SIDEBAR: Don’t Expect Direct Questions from Patients about Pain

But do ask open-ended questions about how they are doing

Get Permission

You don’t have to solve everything in one visit. Sometimes you learn things in one visit that open the door for you next time.

Michael J. Fisch, MD, MPH

Just asking patients “Is there something else you want to address in the visit,” rather than “Is there anything else you want to address in the visit today,” dramatically reduced patients’ unmet concerns during a primary care visit, according to a 2007 study.1 That learning can be applied to talking to cancer patients about pain.

“If you say ‘anything else’ or if your hand is on the doorknob, you are sending a little message, ‘Are we done yet?’” Michael J. Fisch, MD, MPH, told The ASCO Post. Lead author of a cancer pain study recently published in the Journal of Clinical Oncology,2 Dr. Fisch is Chair of the Department of General Oncology at The University of Texas MD Anderson Cancer Center in Houston.


Asking open-ended questions during—and not just at the very end of—a visit, and letting patients offer enough clues about what is troubling them can provide the information physicians need to help patients manage cancer pain. “I think that is a skill that can be learned,” Dr. Fisch said.

He suggested the following open-ended questions:

• Take me through your day.

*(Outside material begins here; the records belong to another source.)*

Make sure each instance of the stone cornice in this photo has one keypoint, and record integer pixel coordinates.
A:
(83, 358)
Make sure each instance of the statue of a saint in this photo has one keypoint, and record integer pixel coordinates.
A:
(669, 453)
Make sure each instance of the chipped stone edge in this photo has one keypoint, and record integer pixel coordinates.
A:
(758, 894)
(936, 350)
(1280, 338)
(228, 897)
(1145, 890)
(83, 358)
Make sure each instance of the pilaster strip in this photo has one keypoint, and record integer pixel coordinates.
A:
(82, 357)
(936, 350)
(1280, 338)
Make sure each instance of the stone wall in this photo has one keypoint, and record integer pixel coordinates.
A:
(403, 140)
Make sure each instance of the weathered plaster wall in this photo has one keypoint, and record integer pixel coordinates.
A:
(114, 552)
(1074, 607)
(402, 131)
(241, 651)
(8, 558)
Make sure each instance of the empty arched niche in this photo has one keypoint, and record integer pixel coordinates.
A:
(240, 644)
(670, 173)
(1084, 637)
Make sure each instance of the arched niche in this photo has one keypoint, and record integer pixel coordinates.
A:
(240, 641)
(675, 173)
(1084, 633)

What are things like for you these days? You may have to prompt patients by saying, “You wake up and have a cup of coffee and then what happens?” By using that line of questioning, physicians might find out that a patient gets tired from a short walk or needs somebody to bring food because leg pain is preventing the patient from standing up to use the stove. “By the time you take me through your day, I have a pretty good sense of your functional levels and limitations are,” Dr. Fisch explained.

• What was your life like before you started cancer treatment? This question can provide a sense of what functions patients have lost and how that affects them. For example, a patient might say, “I was the kind of person who was very busy. I did it all. I had lots of energy. Now I can’t do anything. I can’t remember things. I hurt all the time.”

These questions and the conversations that flow from them can help physicians understand what patients think is really important to their lifestyle and quality of life and build trust.

“You don’t have to solve everything in one visit,” Dr. Fisch advised. “Sometimes you learn things in one visit that open the door for you next time. In real time, that ‘something else?’ question may not have done much more than plant the seed, but that seed can help you understand the patient in the most robust way, as a whole person, so you can figure out how to help in all possible ways, not just during chemo or when the next scan is ordered. It is saying to the patient, ‘That’s not all I am interested in.’”

Team Work

Not all the talking needs to be done by the oncologist. “The oncologist can set that tone, and then the midlevel providers—the other people in the office—can pull together these clues about the patient that inform you how to focus the care and get better results,” Dr. Fisch said.

“That is an integrated systems and team work issue, using your own systems, your own personal clues, and the people you consider your own microteam over time, and figuring out what you can do to help the patient,” he added. “You shouldn’t just go through your own agenda, your predetermined check list, because patients do not experience things in the linear and limited way that you wish they would. If you accept that you are dealing with complex issues, then you have to let your techniques inform how you can be successful in the face of that complexity.” ■

Disclosure: Dr. Fisch  reported no potential conflicts of interest.


1. Heritage J. Robinson JD, Elliott MN, et al: Reducing patients’ unmet concerns in primary care: The difference one word can make. J Gen Intern Med 22:1429-1423, 2007.

2. Fisch MJ, Lee J-W, Weiss M, et al: Prospective, observational study of pain and analgesic prescribing in medical oncology outpatients with breast, colorectal, lung, or prostate cancer. J Clin Oncol 30:1980-1988, 2012.